Moore was involved in a flurry of proxy exchanges. Unwell with an ‘ague’, on 19 Mar. he registered his proxy with Trimnell, which was vacated upon his return to the House on 14 April.
By this point Moore appears to have been closely associated with Wake. In a letter of October 1712, Wake wished that ‘God preserve your lordship and all your good family, that we may disappoint the hopes of our enemies, and not give them the double satisfaction of getting rid of us, and coming themselves into our places, especially since I have the vanity to think the Church would not get by it’.
Moore was, as usual, in his place on the first day of the new Parliament, 16 Feb. 1714, after which he attended 44 per cent of what was to be his last session. On 5 Apr. he was named to a committee to prepare an address requesting the queen to enter into a mutual guarantee with the allies to ensure the Hanoverian succession. Eleven days later he registered his proxy with Hough, but Hough himself left the House on 11 May and in turn registered his proxy with Moore on 17 May. To this proxy Moore, still absent from the House, added that of Burnet on 29 May (vacated on 25 June). This may have been a concerted action among the Whig bishops, for Moore, with his full allotment of two proxies, returned to the House on 2 June, two days before the first reading of the schism bill. Nottingham forecasted correctly that Moore opposed this measure of the ‘highflying’ Tories and on 10 and 11 June Moore and his Whig allies commenced their efforts to wreck the bill in stages. On 11 June, Moore, with the proxies of Hough and Burnet, voted against the committee of the whole House receiving a clause which would extend the bill to Ireland. The motion for the clause passed by a single vote, with the episcopal bench evenly divided, Moore heading the list of episcopal ‘not contents’ drawn up by Nicolson (who voted the same way).
Moore predeceased Queen Anne by one day. He caught a chill while presiding in his capacity as visitor of Trinity College, Cambridge, over the lengthy trial of Richard Bentley, whom he had previously supported as episcopal candidate for Chichester.
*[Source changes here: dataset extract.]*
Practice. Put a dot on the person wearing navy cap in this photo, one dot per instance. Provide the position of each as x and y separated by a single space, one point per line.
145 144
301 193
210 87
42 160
He died on 31 July and was buried on 5 Aug. at Ely. By his will of 27 July he bequeathed to his second wife the property in Darlington that she had brought to the marriage. She, with whom (according to one observer) he had ‘lived miserably snarling together, always quarrelling’, thereafter styled herself by her former married name of Lady Browne. His eldest son Daniel was to have the property in reversion, which was then to be passed on in order to his other surviving six children. In addition, Moore bequeathed to his third son Charles government securities worth £60 a year for a term of 99 years and his remaining six offspring were each to receive the equivalent of those shares’ market value.
Moore’s greatest legacy was his library which contained, according to one astonished observer, ‘the greatest number of books that I believe is to be seen in any private library in Europe’.